Twenty seven year old Irene Atieno had been in constant conflict with her husband regarding the use of a contraceptive method after having their first child who is now two years. She desired to space her pregnancies but the partner argued that family planning would affect her health.
She suggested the use of condoms as an alternative but this too failed since the man had not fully bought into the idea of contraception.
Irene who is also blind decided to go for Depo injections despite her partner’s dissenting opinion. She was persuaded that her choice was right since neither of them was employed nor had a steady income to care for their children and personal needs.

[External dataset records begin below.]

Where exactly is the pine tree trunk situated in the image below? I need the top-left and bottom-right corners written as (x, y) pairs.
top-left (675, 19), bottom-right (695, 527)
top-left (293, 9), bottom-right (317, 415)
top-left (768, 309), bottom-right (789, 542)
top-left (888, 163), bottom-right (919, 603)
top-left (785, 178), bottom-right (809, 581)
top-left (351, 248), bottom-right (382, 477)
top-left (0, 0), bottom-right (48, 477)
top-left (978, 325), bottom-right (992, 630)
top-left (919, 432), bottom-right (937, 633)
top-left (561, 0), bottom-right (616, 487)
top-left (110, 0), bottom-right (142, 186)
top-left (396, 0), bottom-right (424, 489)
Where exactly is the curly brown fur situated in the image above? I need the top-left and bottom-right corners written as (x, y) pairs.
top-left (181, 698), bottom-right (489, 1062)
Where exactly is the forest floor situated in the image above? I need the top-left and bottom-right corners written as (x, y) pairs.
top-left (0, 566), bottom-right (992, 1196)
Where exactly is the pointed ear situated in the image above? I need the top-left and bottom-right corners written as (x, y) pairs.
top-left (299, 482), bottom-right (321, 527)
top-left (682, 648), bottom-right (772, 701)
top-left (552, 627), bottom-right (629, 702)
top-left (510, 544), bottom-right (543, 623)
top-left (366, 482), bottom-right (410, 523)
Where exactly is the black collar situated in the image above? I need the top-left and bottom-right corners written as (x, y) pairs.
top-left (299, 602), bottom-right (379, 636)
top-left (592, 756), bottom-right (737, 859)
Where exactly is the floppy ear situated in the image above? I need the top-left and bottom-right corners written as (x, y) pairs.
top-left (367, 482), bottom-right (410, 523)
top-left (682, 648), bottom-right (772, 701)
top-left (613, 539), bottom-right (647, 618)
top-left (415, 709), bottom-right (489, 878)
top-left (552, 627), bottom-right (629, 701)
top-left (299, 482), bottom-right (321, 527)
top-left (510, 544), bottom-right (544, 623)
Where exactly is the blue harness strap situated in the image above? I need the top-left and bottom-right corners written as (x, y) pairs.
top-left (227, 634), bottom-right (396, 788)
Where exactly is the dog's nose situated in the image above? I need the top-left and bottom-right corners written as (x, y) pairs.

She had attended a crocheting course at Aluor School of the Blind and had a crocheting machine that she would occasionally use to crotchet sweaters for neighbors’ schoolchildren. Each sweater fetches 450 to 600 Kenya Shillings.
Irene divulges that at some point they had a misunderstanding and had to live separate with her husband. She defaulted on the depo jabs and got pregnant as soon as they reconciled the marriage.
The reunion was not long lived and later on she returned to her rural home in Asembo Constituency with two children. The last-born is now six months old.
She swore never to take chances with birth control and once at home, Irene visited Mama Ann Odede Clinic, one of the Huduma Poa Health Network Facilities.
Irene insisted on getting an IUCD reporting that she had once used implants and had hormonal effects on her. In addition, she was aware she had defaulted on Depo before and did not wish to take the risk again. Unfortunately, the Sub County was experiencing IUCD stock outs. She says she was advised to come a few days later after the facility had restocked.
Luckily, she learnt that the said health facility would be holding a joint community outreach with KMET and the Ministry of Health in their village.
We later met Irene at Opiata Beach during the outreach some 15 kilometers from her home. This is where she finally got the non-hormonal method.
“I don’t want to be going back to the hospital after every three months, it is too hectic and easy to forget,” she says of the Injections.
We got in touch with her two months later via phone and Irene assured us that she is doing well save for a little cramping before her menstrual periods. She is optimistic that she will not be getting another child anytime soon until she is ready for one.
“I’ve not had any problem with this coil, and I know I will give birth only when I want now,” adds the special needs mother.